Below, more on the coronavirus and the election:

  • Boosterism: Amid concerning levels of vaccine skepticism among the American public, a marketing push aimed at persuading people to get vaccinated is underway—led not by the federal government, but by the Ad Council, a nonprofit group. The group “led a similar effort in the 1950s, when it urged Americans to get vaccinated against polio,” Tiffany Hsu writes for the Times. Its coronavirus vaccination push “will be one of the largest public education crusades in history,” with public service announcements set to roll out “across airwaves, publications and social media next year.”
  • The transition: Yesterday, we learned the identities of Biden’s first cabinet nominees—he’s tapping Antony Blinken for secretary of state, Alejandro Mayorkas for homeland security secretary, Avril Haines for director of national intelligence, Linda Thomas-Greenfield for UN ambassador, John Kerry as a special presidential envoy for climate, and Janet Yellen, the former chair of Federal Reserve, for treasury secretary. Many liberal commentators hailed the picks as boring, in a good way. “If you wonder how these people will govern, just close your eyes and imagine yourself back to 2016, before you developed that nervous tic that causes you to rip out your hair by its roots whenever your phone buzzes with a news alert,” The Atlantic’s Graeme Wood wrote. “What a luxury to see the Cabinet gradually populated with low-key operators who do not view manic stimulation of the electorate as a sign of a job well done.”

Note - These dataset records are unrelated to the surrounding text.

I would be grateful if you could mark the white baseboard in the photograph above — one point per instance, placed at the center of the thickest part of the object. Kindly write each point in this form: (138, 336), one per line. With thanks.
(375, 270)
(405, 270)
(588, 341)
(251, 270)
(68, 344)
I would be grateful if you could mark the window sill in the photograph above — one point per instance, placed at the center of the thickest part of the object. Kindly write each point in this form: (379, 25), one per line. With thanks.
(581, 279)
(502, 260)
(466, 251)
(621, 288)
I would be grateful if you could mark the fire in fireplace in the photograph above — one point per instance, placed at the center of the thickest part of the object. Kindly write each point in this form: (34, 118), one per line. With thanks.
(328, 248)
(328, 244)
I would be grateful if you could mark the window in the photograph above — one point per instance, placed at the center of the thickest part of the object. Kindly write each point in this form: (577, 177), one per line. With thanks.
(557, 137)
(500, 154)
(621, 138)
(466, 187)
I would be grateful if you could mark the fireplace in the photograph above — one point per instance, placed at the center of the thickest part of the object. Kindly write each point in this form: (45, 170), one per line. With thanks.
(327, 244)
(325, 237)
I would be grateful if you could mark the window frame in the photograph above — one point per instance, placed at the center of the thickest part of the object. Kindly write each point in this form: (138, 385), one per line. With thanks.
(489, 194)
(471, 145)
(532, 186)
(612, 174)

  • “Make schmoozing great again”: Roxanne Roberts, of the Post, reports that the DC establishment hopes that the Biden administration will restore the city’s previously-cozy social scene. “Without Trump, the White House correspondents’ dinner—typically a night of mutual good will between the administration and the press that covers it—became an awkward defense of the First Amendment,” Roberts writes. Under Biden, events like “the Honors, the Alfalfa dinner, the Gridiron, Ford’s Theatre gala and the correspondents’ dinner” will “likely return to their former glory.”
  • Turkey, I: Yesterday, Andrew Cuomo, the governor of New York, received the International Emmys’ Founders Award, for his “effective use” of televised press briefings during the pandemic; according to Josefa Velásquez, of The City, his press conference yesterday was delayed by his acceptance speech. Also yesterday, Cuomo said, in a radio interview, that he’d invited his daughters and elderly mother to join him for Thanksgiving—after spending days urging New Yorkers to reconsider their holiday plans. He later reversed course.
  • Turkey, II: Trump will lead the traditional White House turkey pardon today, with two birds called “Concede” and “The Election.” (Just kidding, they’re called “Corn” and “Cob”—though in 2018, Trump really did pardon a turkey named “Carrots” who, in the president’s telling, lost a “fair and open election” but “refused to concede and demanded a recount.” Trump told Carrots that he was sorry, but “the result did not change.”) The ceremony will be Trump’s first public appearance since Murphy ascertained Biden’s win. As Mark Leibovich, of the Times, put it, today “might be the single most awaited presidential turkey pardoning, ever.”